戦没者慰霊碑の完成予想図
門扉には「日本人墓地」の文字
地元の僧侶を招いての安全祈願祭
工事が滞り無く行われることを祈念して鍬を入れる国府理事長(左)
照りつける太陽の下、いよいよ着工
風雨に晒されて崩れた日本人戦没者の墓石
これでは命を擲(なげう)った英霊に失礼だ
作業は着々と進む
汗だくになって鍬を振る国府理事長
 
「理屈」ではなく、とにかく「実行」するその姿勢には、本当に頭に下がる
 
  

 日本青年社という民族派団体は小林楠男という人が創った団体であり、単一団体では日本最大の団体である。創設期の頃は筆者もよく応援に駆り出されていたが、当時から優秀な人材が豊富だった。
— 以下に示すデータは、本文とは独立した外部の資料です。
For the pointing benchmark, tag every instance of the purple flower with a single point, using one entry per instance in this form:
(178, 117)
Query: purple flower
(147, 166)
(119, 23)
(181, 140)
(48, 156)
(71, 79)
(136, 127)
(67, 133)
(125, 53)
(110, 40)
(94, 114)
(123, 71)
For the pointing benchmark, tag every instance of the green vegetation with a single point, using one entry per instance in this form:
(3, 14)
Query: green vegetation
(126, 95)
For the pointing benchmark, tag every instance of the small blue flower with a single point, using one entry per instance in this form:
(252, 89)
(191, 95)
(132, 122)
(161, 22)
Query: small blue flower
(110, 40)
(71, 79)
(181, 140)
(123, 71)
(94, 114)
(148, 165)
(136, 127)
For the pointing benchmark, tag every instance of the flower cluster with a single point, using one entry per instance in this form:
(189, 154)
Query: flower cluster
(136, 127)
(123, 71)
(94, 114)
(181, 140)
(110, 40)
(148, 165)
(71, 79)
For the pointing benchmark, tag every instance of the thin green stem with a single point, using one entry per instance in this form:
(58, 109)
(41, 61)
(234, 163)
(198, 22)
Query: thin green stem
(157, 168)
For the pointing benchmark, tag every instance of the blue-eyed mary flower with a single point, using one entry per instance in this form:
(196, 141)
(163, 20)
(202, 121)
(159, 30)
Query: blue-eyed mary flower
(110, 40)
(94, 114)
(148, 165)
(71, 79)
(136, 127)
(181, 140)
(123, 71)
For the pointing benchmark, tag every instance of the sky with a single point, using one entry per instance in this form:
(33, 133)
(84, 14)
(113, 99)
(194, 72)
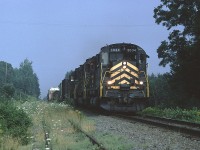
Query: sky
(59, 35)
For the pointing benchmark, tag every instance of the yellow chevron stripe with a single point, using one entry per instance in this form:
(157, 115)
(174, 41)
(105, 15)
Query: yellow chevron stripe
(124, 82)
(133, 87)
(132, 66)
(127, 70)
(119, 77)
(115, 87)
(116, 66)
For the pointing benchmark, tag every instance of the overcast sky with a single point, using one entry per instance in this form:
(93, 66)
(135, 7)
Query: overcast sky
(59, 35)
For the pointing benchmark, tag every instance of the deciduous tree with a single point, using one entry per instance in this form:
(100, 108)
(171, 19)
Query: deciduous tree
(182, 49)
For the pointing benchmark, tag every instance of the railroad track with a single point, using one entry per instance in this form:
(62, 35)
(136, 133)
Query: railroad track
(91, 138)
(189, 128)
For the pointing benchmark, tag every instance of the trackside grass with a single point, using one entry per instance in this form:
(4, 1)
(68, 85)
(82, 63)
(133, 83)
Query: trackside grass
(61, 122)
(192, 115)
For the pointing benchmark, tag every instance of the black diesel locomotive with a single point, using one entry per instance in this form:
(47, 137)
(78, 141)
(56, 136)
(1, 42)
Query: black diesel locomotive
(115, 79)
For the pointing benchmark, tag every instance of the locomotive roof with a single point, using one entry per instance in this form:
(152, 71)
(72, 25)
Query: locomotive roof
(122, 44)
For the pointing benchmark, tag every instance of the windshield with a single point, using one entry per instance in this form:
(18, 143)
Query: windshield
(116, 57)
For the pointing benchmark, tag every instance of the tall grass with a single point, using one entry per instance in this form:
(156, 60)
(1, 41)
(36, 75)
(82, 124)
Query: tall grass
(192, 115)
(55, 119)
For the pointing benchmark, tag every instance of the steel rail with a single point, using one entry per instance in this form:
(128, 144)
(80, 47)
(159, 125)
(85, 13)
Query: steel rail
(176, 125)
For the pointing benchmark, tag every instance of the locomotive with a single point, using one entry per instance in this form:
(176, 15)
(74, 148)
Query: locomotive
(115, 79)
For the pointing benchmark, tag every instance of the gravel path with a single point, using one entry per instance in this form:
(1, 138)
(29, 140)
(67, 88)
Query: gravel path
(145, 136)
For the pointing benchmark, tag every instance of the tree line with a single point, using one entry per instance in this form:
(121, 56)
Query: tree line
(181, 51)
(18, 82)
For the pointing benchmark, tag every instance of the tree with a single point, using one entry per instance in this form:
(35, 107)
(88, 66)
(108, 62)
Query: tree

 本紙にちょくちょく登場する「アフガンの侍」として有名な不二流体術宗家の田中光四郎氏も青年社の武術師範の出身である。この人がオウムの麻原を狙っていた話は有名で、生々しい話は今はまだ書けない。

 本日の主役はもう1人の青年社出身者=国府正男氏(アジア地域戦没者慰霊協会・理事長)である。先月末、単身でミャンマーへ旅立ち「とにかく戦没者慰霊碑を建てる」ということを実行した人である。ミャンマーには敷地4,500坪の日本人墓地があるそうで、その中に四百坪を確保して土台造りに着手したのだ。

 現地にある日本人会は国府氏の趣旨に大喜びで、とても協力的だそうだが、賛同するその多くの方々はやはり年配者が多く貧しいのだそうである。

 日本人墓地も荒れ放題で修復したい気持ちはあるのだが、現地の人達だけではとてもその余裕はないらしい。国府氏に様子を伺うと「8月末までに慰霊碑を建て、今年中に日本人墓地の全ての修復を終えたい」という意気込みである。「日本人が日本の為に戦って散って行った、その全ての外国の地に慰霊碑を建てることが自分の生涯の仕事」と言い切る、国府氏のエネルギーとパワーと愛国心。

 「国府氏が過去に犯した罪」(拳銃不法所持、拳銃発射、拳銃密輸等)を指して冷笑する人もいるが、その反省から国への恩返しを思い立っての行動であり、何よりも20年の歳月を塀の中で過ごし、身体で税金を支払い、償いは終わったのである。

 国府氏が今やっていることは、本来、国がやらなければいけないことである。日本の未来永劫の繁栄を願い、それを信じて戦って犠牲になられた方々の遺骨が雨風にさらされ、仲間のいない外国で哀しく泣いているのである。

 年金運用と称して無駄な施設を作ったり、中国やロシアや韓国にばら撒いたりするODAの何十分の一の金で、全ての英霊の遺骨収集はできるのである。この最も基本的なことを国がやらないから、愛国心のある若者が育たないのだ。

 愛国心というのは、国と国民の信頼関係、国のプライド、国民への包容力が不可欠である。国のために死んで行った人達を野ざらしにすることは国民への裏切り行為であり、これでは誰も国のために戦おうという気にならない。

 今こそ為政者は自らの手で英霊の遺骨を拾い上げ、その野ざらしにされた屍が作り上げた土の上に両膝をついて感謝の誠を捧げると共に、今日までの政治の怠慢を詫びるべきだ。

 国家と国民を守る為に自らの命を擲(なげう)つという、国民として最高且つ最大限の使命を果たした者に対し、涙を流して死を悼むような、そんな為政者の後ろ姿に国民は信頼を抱き、この国に生まれて良かったと思うのである。「愛国心」という日本語を前面に掲げることも勿論大切なことだが、それと同様に大切であるはずの「後姿」で示す政治や教育が、今のこの国には欠けているのではないか。

 灼熱の太陽の下、自ら鍬を手にとって汗まみれ泥まみれになっている国府氏の「後姿」は、そういったメッセージを言葉ではなく身体で語っているのである。